Elise laughed, then recounted the conversation in English.

“Holy shit,” Jamie said over the phone.



* * *



? ? ?

For two hours, they questioned Elise, and she happily told them everything she knew. They broke for dinner, and Dino sat next to her.

“Elise,” he said, “would you keep doing what you’re doing? And report it back to us?”

“You mean, like a spy?” she asked.

“We call it a confidential informant, and you’ll be paid for your efforts.”

“Sure, I guess.”

“Dino,” Bob Cantor interjected, “I think it’s better if Elise plants some bugs for us and we record everything. It’s safer for her, and we’ll have a record that she can confirm.”

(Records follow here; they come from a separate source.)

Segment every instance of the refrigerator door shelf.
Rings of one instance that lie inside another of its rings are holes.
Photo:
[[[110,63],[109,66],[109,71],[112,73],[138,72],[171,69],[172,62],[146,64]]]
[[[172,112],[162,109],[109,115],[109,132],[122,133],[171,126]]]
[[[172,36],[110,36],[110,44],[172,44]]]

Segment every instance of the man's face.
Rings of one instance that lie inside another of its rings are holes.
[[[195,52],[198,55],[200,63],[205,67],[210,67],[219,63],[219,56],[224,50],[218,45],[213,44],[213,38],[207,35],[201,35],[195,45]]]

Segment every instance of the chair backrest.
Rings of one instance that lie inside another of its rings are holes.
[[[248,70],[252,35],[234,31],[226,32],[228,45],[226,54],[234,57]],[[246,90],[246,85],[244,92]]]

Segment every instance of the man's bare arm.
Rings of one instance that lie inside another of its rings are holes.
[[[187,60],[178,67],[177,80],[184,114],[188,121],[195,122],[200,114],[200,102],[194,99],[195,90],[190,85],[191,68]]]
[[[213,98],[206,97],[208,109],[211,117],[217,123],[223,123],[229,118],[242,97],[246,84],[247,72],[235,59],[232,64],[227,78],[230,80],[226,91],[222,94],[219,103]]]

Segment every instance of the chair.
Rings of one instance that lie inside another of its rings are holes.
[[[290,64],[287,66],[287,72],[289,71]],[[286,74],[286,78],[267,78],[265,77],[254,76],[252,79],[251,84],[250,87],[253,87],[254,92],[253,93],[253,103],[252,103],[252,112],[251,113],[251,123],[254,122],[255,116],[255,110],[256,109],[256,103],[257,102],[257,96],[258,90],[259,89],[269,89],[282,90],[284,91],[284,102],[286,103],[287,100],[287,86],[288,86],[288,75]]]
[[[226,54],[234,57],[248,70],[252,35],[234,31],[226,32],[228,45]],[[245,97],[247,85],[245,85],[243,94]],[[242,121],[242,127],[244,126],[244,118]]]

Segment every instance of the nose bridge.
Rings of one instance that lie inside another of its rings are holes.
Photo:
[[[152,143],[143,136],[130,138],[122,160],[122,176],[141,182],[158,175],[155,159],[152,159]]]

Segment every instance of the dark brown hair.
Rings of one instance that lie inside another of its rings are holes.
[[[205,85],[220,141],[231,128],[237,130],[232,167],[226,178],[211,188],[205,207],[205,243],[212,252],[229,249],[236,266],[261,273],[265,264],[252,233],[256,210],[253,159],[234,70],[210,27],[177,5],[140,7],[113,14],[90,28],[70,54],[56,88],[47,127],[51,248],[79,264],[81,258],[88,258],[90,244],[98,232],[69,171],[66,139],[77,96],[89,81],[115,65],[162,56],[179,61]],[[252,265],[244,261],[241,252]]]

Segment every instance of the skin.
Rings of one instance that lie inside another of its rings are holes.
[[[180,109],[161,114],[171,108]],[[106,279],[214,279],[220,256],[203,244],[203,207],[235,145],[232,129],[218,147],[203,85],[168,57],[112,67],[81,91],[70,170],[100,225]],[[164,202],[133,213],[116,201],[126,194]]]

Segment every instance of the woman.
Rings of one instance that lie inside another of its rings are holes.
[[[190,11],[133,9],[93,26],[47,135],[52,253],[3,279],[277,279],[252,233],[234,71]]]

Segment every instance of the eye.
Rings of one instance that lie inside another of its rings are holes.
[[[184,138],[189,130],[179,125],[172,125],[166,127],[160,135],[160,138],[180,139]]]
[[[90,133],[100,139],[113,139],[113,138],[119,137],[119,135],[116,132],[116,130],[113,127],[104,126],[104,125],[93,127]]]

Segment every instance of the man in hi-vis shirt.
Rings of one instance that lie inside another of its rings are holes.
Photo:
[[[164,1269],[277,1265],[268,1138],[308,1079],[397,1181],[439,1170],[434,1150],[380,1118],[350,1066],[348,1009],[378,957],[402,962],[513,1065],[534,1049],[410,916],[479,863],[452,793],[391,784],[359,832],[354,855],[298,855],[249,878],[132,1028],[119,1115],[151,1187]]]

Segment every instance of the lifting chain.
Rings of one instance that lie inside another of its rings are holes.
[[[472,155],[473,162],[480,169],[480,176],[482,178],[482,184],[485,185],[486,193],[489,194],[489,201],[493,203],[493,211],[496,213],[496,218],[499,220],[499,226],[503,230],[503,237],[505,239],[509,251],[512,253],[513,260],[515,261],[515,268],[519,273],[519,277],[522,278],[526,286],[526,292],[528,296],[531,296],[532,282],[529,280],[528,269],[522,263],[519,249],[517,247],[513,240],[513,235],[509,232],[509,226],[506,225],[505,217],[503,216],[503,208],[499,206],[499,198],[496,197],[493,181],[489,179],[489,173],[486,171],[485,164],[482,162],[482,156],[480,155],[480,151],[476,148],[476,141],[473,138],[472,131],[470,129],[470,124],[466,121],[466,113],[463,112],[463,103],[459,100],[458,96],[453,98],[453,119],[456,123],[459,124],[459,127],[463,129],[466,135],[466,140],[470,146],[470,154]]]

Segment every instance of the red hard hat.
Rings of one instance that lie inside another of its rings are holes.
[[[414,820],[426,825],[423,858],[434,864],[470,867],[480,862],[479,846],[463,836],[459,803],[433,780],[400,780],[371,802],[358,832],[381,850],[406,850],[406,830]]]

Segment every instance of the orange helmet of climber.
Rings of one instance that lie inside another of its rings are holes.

“I didn’t hear that,” Dino said, “and I don’t hear things like that, unless I have a warrant in my hands.” He stood up. “If you’ll excuse me, I have to get home.”

Stone stood also. “I’ll see Dino out,” he said, and they both left the room.

“I have some equipment that will work,” Bob said, undeterred.

“Bob,” Elise said, “they have some experts come in about once a week to sweep the place. Won’t they find your equipment?”

“I’ll set it up so that you can turn the bugs on and off with an app on your iPhone. That way, when you know the sweepers are coming, you can switch them off. They won’t be detected because the equipment is not broadcasting.”

“That sounds good,” she said.

“Also, the bugs will have to be replaced every three days, since that’s as long as the batteries last.”

“Okay,” she said.

“You’ll want to be very sure that you aren’t seen replacing them.”

“I’ll do it at lunch. Almost everybody goes out, but I usually have a sandwich at my desk.”